Running tests¶
description
It is not much good writing a test or relying on someone else's tests if you don't know how to run them.
The easiest way to run tests in Zope is to use zopectl or the equivalent control script.
./bin/zopectl test -s Products.RichDocument
This would run all tests in the Products.RichDocument module. If you are using a buildout with an instance control script called instance, this would be:
./bin/instance test -s Products.RichDocument
Using buildout is probably a good idea - see the buildout tutorial - not at least because this is the only way that works reliably on Windows. We will use this syntax from now on.
To execute a single test or a set of tests matched by regular expression, you can use:
./bin/instance test -s Products.RichDocument -t setup
This would run tests in files like test_setup.py. To run all doctests in README.txt (presuming there was a test suite for this file) you would write:
./bin/instance test -s Products.RichDocument -t README.txt
The new test runner also includes a few debugging options. For example:
./bin/instance test -m Products.RichDocument -D
This will stop execution at the first failing test and drop into a PDB post-mortem.
To see the other options that are available, run:
./bin/instance test --help
When the tests you think are relevant all pass, it’s time to run all tests and make sure nothing else broke. (No, we don’t care that you are writing your code in a totally different python module than what those other tests are supposed to test, and that they were all fine and good and all you changed was a docstring. Run the tests when you think you’re done.)
When tests finish running, you will see a report like:
...
Ran 18 tests in 6.463s
OK
(it may look slightly different, depending on which test runner you are using)

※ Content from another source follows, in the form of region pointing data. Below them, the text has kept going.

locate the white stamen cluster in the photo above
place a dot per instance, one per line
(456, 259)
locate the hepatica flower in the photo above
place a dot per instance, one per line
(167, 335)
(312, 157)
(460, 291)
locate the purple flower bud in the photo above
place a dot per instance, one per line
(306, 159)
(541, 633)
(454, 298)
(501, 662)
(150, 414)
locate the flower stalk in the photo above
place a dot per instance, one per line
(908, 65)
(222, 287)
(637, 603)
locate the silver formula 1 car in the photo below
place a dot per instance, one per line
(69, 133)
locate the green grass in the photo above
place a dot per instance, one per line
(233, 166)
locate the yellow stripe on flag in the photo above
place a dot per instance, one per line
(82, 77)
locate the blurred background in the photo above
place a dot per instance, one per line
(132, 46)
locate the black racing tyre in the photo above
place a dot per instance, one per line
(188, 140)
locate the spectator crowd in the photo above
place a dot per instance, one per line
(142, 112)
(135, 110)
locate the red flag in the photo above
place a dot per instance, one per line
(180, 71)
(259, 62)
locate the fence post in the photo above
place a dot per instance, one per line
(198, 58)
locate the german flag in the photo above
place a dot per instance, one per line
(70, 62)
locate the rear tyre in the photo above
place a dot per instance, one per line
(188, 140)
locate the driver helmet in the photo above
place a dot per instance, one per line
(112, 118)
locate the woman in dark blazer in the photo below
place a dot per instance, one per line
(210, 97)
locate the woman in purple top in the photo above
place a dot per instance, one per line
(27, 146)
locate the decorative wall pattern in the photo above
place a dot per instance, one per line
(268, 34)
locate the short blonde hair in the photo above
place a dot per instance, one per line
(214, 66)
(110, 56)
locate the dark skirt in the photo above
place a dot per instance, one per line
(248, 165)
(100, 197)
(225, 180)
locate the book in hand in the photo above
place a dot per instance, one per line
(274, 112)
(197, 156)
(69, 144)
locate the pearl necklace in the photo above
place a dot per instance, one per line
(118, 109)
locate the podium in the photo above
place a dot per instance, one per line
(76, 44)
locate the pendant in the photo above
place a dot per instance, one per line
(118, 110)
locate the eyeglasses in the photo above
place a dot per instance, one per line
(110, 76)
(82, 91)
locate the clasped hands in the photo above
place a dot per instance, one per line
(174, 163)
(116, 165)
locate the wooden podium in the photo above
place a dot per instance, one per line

Rehearse a satisfied sigh as you read the line “OK”, as opposed to seeing a count of failed tests. With time, this will be the little notifier that lets you go to bed, see your friends again or generally get back to real life with an svn commit.
If you’re not so lucky, you may see:
Ran 18 tests in 7.009s
FAILED (failures=1, errors=1)
(again, the output may look slightly different depending on your test runner, but the same information should always be there)
This means that there were 1 python error and 1 failed test during test execution.
A python error means that some of your test code, or some code that was called by a test, raised an exception. This is bad, and you should fix it right away.
A failed test means that your test was trying to assert something that turned out not to be true. This could be OK. It could mean you haven't written the code the test is testing yet (well done, you wrote the test first!), or that you don't yet know why it's failing. Sometimes you may be radically refactoring or rewriting parts of your code, and the tests will keep on failing until you're done. Incidentally, this is part of the reason why unit tests are so good - you can do that kind of stuff.
It's sometimes (not always - don't try this on Plone core unless you've been told it's OK by the release manager) acceptable to go to bed and check in a failing test if you are not in a position to know how to fix it. At least other developers will be aware of the problem and may be able to fix it.